現代は、離婚も虐待も増えて社会が複雑化していますよね。教育、福祉、医療、警察と、さまざまな機関と連携して問題を解決していかないと。学校の先生が本来得意なのは、教育の問題だけ。でも社会問題って、学校は不得意でしょう? だから僕は校長たちの集まりの場に呼ばれると、講演の冒頭でいつもこう言うんです。「もう学校は、先生だけで経営する時代ではない」「生徒の問題を自分たちで解決できないのは恥だと思わないで下さい」と。

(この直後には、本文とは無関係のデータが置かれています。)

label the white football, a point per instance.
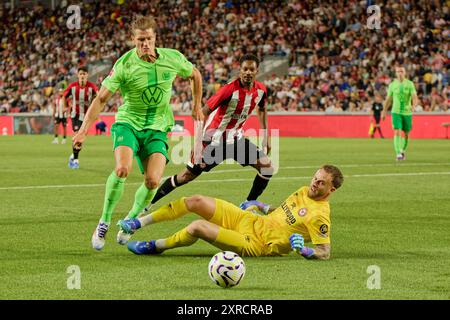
(226, 269)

 学校が抱えていることを「社会ゴト」にしていくために、地域の人をどんどん巻き込むといい。僕はまず、学校の図書室に地域の「出島」を置いた。地元で募集した「本好きのおばちゃん」に毎日放課後は学校の図書室にいてもらったんです。保健室みたいに、教員以外がその場にいると、教室に居場所がない生徒が悩みを打ち明けやすいかなと。そうしたら、手首にリストカットの痕が残るように見える生徒と「おばちゃん」の間で徐々に交流が深まり、学校側が把握していなかった家庭の事情が見えてきました。

 地元の建設会社の社長にもお世話になりました。その方は自治会長で、祭りでは顔役。保護司も務める「頼り甲斐のあるおっちゃん」です。暴力的な振る舞いをする子であれば、日常の様子も隠さずにその人に見てもらいました。ちょっとヤンチャなやつって、切った張ったでやってきた経験の持ち主の前に出ると、その人の言うことは聞いたりする。そのおっちゃんのコミット力には頭が下がった。場合によっては、自分の会社で雇って働かせて、ヤンチャな子を更生させたりね。それは、社会経験の少ない20代の教員なんかではかなわないです。

 大事なのは、「地域の人とチームを作る」という気持ち。隠し事をせず、「共同で」事に当たることです。